Language comes in many varieties, including dialects, sociolects, idiolects, and established hybrids known as creoles and pidgins. When non-native speakers acquire foreign languages, they also vary in the degree to which imperfect learning affects their speech. This is immediately apparent when one listens (on the BBC World Service, for instance) to speakers who struggle with the global lingua franca, English.

As a medium of effective linguistic communication, of course, broken English must often serve because its producers may not have the luxury of speaking only when they know their version of English is grammatically correct. What they say, unfortunately, can easily grate on the ear of a native speaker (or of a foreigner whose English is impeccable) because it is a species of what can––for the nonce––be called CACOGLOSSIA (< Gk κακός [kakos] ‘bad, evil’ + γλῶσσα [glossa] ‘tongue, language’).

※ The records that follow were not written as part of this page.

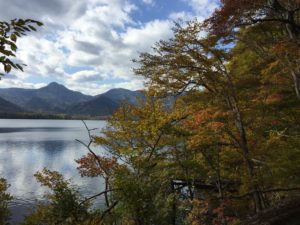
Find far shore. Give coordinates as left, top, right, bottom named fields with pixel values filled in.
left=0, top=113, right=108, bottom=120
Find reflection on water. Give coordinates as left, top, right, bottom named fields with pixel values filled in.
left=0, top=119, right=106, bottom=223
left=0, top=127, right=79, bottom=133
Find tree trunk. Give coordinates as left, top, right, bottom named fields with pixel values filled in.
left=285, top=13, right=300, bottom=99
left=171, top=181, right=176, bottom=225
left=229, top=96, right=265, bottom=212
left=104, top=177, right=110, bottom=208
left=291, top=69, right=300, bottom=99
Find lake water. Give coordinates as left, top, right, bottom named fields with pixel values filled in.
left=0, top=119, right=106, bottom=223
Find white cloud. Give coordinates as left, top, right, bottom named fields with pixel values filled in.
left=65, top=78, right=144, bottom=96
left=142, top=0, right=155, bottom=6
left=0, top=79, right=46, bottom=89
left=69, top=70, right=103, bottom=83
left=62, top=16, right=173, bottom=87
left=122, top=20, right=172, bottom=47
left=184, top=0, right=218, bottom=18
left=16, top=36, right=66, bottom=78
left=0, top=0, right=218, bottom=95
left=169, top=11, right=195, bottom=21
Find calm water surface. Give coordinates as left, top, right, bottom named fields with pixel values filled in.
left=0, top=119, right=106, bottom=223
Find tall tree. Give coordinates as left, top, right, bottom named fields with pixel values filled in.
left=134, top=20, right=300, bottom=214
left=77, top=98, right=191, bottom=224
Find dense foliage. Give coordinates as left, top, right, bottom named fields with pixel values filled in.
left=0, top=178, right=12, bottom=225
left=22, top=169, right=90, bottom=225
left=1, top=2, right=300, bottom=224
left=73, top=4, right=298, bottom=223
left=80, top=19, right=299, bottom=223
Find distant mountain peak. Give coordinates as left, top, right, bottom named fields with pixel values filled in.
left=0, top=84, right=145, bottom=116
left=40, top=82, right=70, bottom=93
left=46, top=82, right=65, bottom=88
left=48, top=81, right=60, bottom=85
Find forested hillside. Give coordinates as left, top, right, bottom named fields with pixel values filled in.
left=0, top=96, right=24, bottom=113
left=0, top=84, right=143, bottom=117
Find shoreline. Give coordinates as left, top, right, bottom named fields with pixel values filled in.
left=0, top=113, right=108, bottom=120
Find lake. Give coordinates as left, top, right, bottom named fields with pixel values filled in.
left=0, top=119, right=106, bottom=223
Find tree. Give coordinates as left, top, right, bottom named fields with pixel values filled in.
left=16, top=12, right=299, bottom=225
left=0, top=19, right=42, bottom=77
left=134, top=20, right=300, bottom=216
left=69, top=19, right=300, bottom=224
left=0, top=178, right=12, bottom=225
left=22, top=168, right=89, bottom=225
left=205, top=0, right=300, bottom=41
left=77, top=98, right=190, bottom=224
left=204, top=0, right=300, bottom=98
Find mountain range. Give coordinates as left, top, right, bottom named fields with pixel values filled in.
left=0, top=82, right=144, bottom=117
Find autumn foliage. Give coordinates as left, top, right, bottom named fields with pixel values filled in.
left=11, top=1, right=300, bottom=224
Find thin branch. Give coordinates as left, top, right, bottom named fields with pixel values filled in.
left=77, top=120, right=111, bottom=208
left=79, top=189, right=118, bottom=206
left=75, top=139, right=108, bottom=175
left=146, top=131, right=163, bottom=161
left=226, top=187, right=300, bottom=199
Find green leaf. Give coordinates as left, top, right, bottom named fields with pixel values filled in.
left=10, top=43, right=17, bottom=52
left=35, top=21, right=43, bottom=26
left=16, top=19, right=25, bottom=26
left=10, top=63, right=18, bottom=69
left=28, top=25, right=37, bottom=31
left=16, top=64, right=24, bottom=71
left=10, top=33, right=17, bottom=42
left=21, top=26, right=30, bottom=32
left=4, top=64, right=11, bottom=73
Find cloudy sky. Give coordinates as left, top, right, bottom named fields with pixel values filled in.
left=0, top=0, right=219, bottom=95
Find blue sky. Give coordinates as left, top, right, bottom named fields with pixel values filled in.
left=0, top=0, right=219, bottom=95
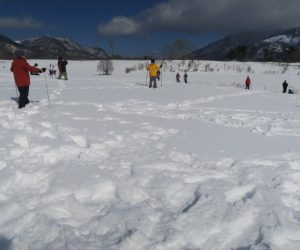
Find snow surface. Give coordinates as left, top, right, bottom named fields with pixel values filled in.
left=1, top=59, right=300, bottom=249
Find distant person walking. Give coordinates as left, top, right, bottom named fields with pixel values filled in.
left=146, top=59, right=160, bottom=88
left=57, top=56, right=68, bottom=80
left=49, top=64, right=56, bottom=78
left=282, top=80, right=288, bottom=93
left=184, top=71, right=188, bottom=83
left=245, top=76, right=251, bottom=90
left=11, top=50, right=45, bottom=108
left=176, top=73, right=181, bottom=83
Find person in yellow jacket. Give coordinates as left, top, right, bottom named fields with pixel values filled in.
left=146, top=59, right=161, bottom=88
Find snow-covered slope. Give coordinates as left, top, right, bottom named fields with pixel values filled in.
left=190, top=30, right=281, bottom=60
left=1, top=60, right=300, bottom=249
left=0, top=33, right=26, bottom=58
left=251, top=28, right=300, bottom=61
left=191, top=27, right=300, bottom=61
left=20, top=35, right=109, bottom=59
left=263, top=34, right=300, bottom=45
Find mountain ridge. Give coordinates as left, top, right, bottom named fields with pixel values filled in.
left=0, top=34, right=109, bottom=60
left=2, top=28, right=300, bottom=61
left=190, top=27, right=300, bottom=61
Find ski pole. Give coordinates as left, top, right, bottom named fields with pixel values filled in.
left=43, top=72, right=51, bottom=107
left=145, top=70, right=148, bottom=86
left=160, top=63, right=164, bottom=88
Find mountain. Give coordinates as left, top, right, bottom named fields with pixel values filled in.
left=189, top=28, right=300, bottom=61
left=190, top=30, right=283, bottom=61
left=0, top=33, right=27, bottom=59
left=0, top=34, right=109, bottom=60
left=20, top=35, right=109, bottom=60
left=246, top=27, right=300, bottom=61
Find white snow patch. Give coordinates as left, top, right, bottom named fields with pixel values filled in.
left=0, top=60, right=300, bottom=249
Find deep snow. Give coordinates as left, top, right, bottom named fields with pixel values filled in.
left=0, top=59, right=300, bottom=250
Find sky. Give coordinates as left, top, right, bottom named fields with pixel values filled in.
left=1, top=0, right=300, bottom=56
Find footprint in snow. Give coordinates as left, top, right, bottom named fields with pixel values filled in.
left=68, top=135, right=90, bottom=148
left=13, top=134, right=30, bottom=148
left=225, top=184, right=257, bottom=204
left=38, top=122, right=53, bottom=129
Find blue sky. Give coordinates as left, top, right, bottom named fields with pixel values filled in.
left=1, top=0, right=300, bottom=56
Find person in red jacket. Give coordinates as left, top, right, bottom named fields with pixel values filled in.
left=11, top=50, right=45, bottom=108
left=245, top=76, right=251, bottom=90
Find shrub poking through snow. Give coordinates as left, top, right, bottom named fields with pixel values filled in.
left=97, top=60, right=114, bottom=75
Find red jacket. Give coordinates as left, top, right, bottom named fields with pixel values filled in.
left=11, top=58, right=40, bottom=87
left=245, top=77, right=251, bottom=85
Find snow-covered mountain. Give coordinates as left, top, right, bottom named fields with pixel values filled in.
left=0, top=33, right=109, bottom=59
left=190, top=30, right=279, bottom=60
left=190, top=27, right=300, bottom=61
left=20, top=35, right=109, bottom=60
left=0, top=33, right=27, bottom=58
left=248, top=27, right=300, bottom=61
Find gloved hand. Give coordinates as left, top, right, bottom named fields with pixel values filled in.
left=42, top=67, right=46, bottom=72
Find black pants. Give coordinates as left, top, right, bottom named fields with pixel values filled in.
left=18, top=86, right=29, bottom=108
left=283, top=86, right=287, bottom=93
left=245, top=85, right=250, bottom=90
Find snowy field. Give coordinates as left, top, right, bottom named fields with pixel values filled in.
left=1, top=59, right=300, bottom=250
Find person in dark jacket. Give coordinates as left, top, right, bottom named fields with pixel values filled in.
left=11, top=50, right=45, bottom=108
left=176, top=73, right=180, bottom=83
left=282, top=80, right=288, bottom=93
left=57, top=56, right=68, bottom=80
left=184, top=71, right=188, bottom=83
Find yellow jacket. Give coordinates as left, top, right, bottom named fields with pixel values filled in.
left=147, top=63, right=160, bottom=77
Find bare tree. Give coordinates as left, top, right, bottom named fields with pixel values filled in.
left=163, top=39, right=195, bottom=60
left=97, top=60, right=114, bottom=75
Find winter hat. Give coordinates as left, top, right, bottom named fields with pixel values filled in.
left=15, top=50, right=25, bottom=58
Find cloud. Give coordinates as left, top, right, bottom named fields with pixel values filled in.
left=0, top=16, right=42, bottom=29
left=98, top=0, right=300, bottom=37
left=98, top=16, right=140, bottom=37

Cacoglossia is a phenomenon that ought to alert one to the conceptual truth of the assertion that speaking a language is like playing a musical instrument. When a person plays an instrument badly and produces cacophony, it is strictly parallel to the ill-formedness of the speech of those who have an imperfect command of the language they are using to communicate. Beauty, as regards both music and speech, can only obtain when the product and the underlying design (= grammar, score) of each sound domain are in harmony.